Software and techniques developed by DST have aided the Royal Australian Navy (RAN) and sparked interest from the Naval Research Laboratory (NRL) in the US, an organisation recognised as the pioneer of acoustic imaging.
Acoustic imaging enables users to quantify a vessel’s acoustic signature and identify where the noise is being radiated. It does so by measuring noise in the nearfield (close to the vessel) and then projecting into the distance (farfield). DST’s developments enable accurate measurements to be taken without the need for a vessel to go to a range. This means extensive time and cost savings for the RAN.
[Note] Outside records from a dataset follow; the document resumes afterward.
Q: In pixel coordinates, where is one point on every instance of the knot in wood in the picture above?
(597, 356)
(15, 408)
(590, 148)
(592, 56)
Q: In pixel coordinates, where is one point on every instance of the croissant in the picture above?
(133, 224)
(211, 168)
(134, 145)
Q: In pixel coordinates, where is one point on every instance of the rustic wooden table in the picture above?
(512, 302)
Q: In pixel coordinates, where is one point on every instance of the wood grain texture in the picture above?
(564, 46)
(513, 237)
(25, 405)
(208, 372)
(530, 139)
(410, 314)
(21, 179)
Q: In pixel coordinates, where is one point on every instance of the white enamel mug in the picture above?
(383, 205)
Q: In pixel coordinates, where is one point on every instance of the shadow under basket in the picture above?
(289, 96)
The NRL developed the original acoustic holography theory and processing but had concerns about transforming it from the laboratory to real life. In particular, they were uncertain how to obtain the precision they considered necessary. DST looked at the question of precision and how robust the methodology was and showed that it was indeed possible to make meaningful measurements on a submarine in the real world. As part of this work, the NRL paid DST to provide a demonstration of the ‘real world’ system at the US Navy (USN) Southeast Alaska Acoustic Measurement Facility (SEAFAC) range in Alaska in 2000.
DST first demonstrated the technology’s effectiveness in 1998, when tests were carried out on the submarine HMAS Farncomb. This boat had problems with machinery noise and though the source of the noise was known, the transmission path proved elusive. Using its acoustic imaging technology, DST was able to monitor the noise behaviour, identify the transmission path and then devise a suitable solution.
DST has also used the system to investigate the noise generated by the fin top exhaust on submarines. Using a special test rig, the system was used to measure and provide a picture of the noise from the exhaust outlet all the way to the surface. The tests were undertaken in conjunction with Kockums in Sweden.